Fulfilling the promise to deliver North America’s first inter-carrier mobile text messaging network, Bell Mobility, Microcell PCS (Fido), Rogers AT&T Wireless and TELUS Mobility today announced the commercial availability of inter-carrier Short Message Service (SMS) across Canada. Leveraging CMG Wireless Data Solutions’ Inter-Short Message Service Center Router (ISR), customers of Canada’s four wireless communications providers can now send SMS text messages by simply addressing their message to a recipient’s wireless phone number.
This is the first time in North America that customers of four different wireless carriers will experience real-time, two-way text messaging. Each carrier will route out-of-network SMS messages to the ISR, which will then instantly route the message to the appropriate carrier and then to the recipient’s wireless handset. CMG’s ISR will bridge all of the leading wireless network technologies to create seamless wireless text messaging for customers across the country regardless of their service provider.
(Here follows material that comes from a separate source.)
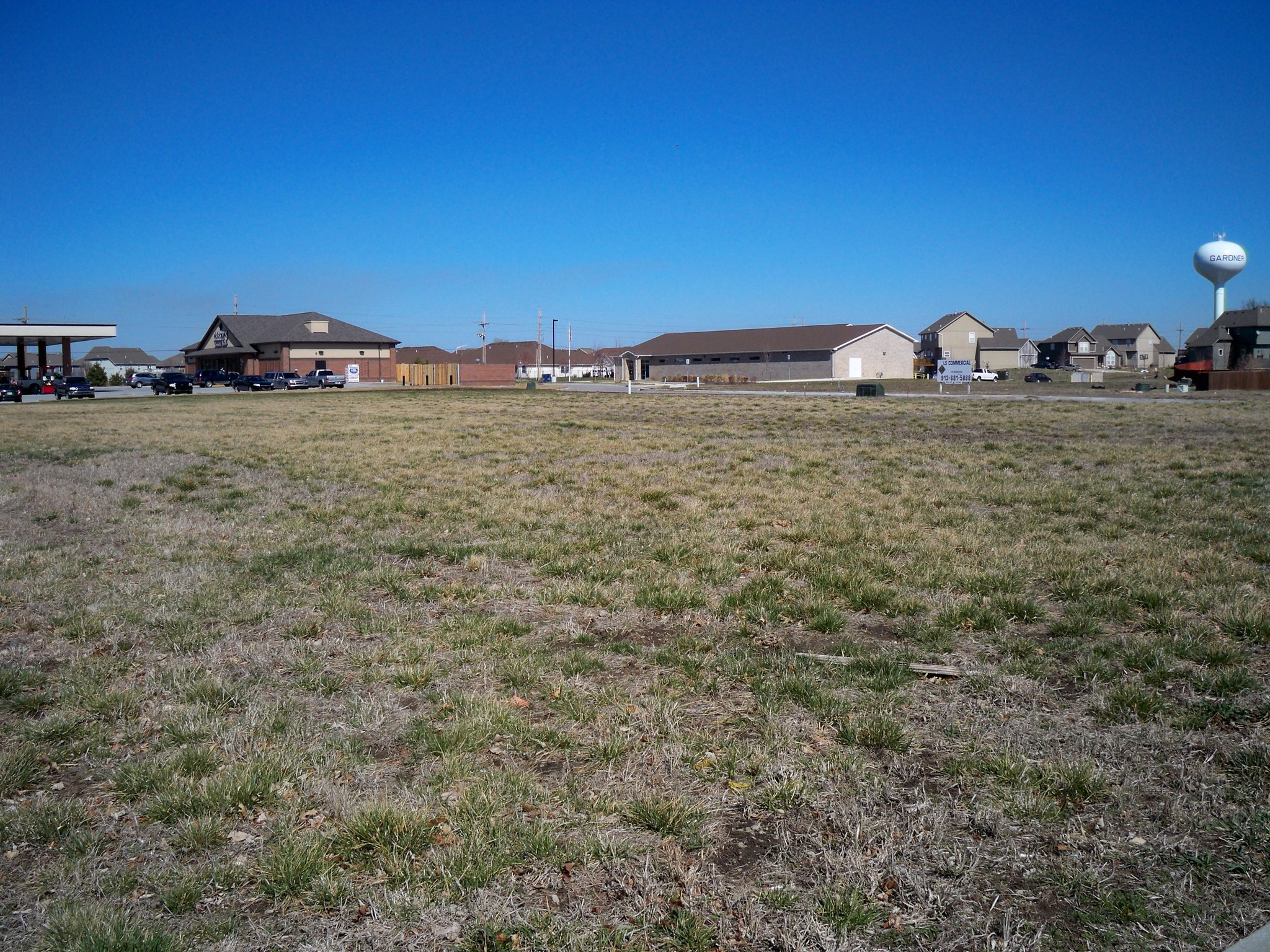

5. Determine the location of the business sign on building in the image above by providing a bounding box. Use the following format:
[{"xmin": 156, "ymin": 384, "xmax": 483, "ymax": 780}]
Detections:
[{"xmin": 935, "ymin": 361, "xmax": 972, "ymax": 383}]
“The wall has finally come down for SMS interoperability in Canada,” said Mark Quigley, Research Director, Yankee Group Canada. “Until now, mobile messaging growth has been hampered across the continent by the failure of wireless carriers to work out interoperability issues. With this announcement, inter-carrier mobile text messaging will increase general mobile service usage and have a positive impact on average revenue per subscriber.”(Yankee Report Vol. 5 No 14 – November 2001)
SMS has undergone phenomenal growth in Europe and Asia in the past two years because of cross-carrier collaboration and functionality. In 2001, Cahners In-Stat Group reported that there are more than 359 million SMS users in the world. In the past two years, the number of SMS messages sent worldwide has grown from 2 billion messages per month to more than 16 billion. The continuing growth of SMS demonstrates that text messaging is becoming as popular as voice. By the end of 2002, there will be more than 16 million messaging users in North America.
“Inter-carrier cooperation and cutting-edge technology have taken the Canadian wireless experience to another level of wireless services,” said Peter Barnes, President and CEO, Canadian Wireless Telecommunications Association (CWTA), which facilitated the co-operation agreement. “This move continues the long tradition of Canadian operators being at the forefront of North American wireless technology and enables participating carriers to launch new mobile applications and services that meet customer needs and facilitate their use of innovative wireless communications solutions.”
Each carrier will approach billing independently. Plans range from per-message charges to unlimited usage. Customers should check with their wireless service provider for details.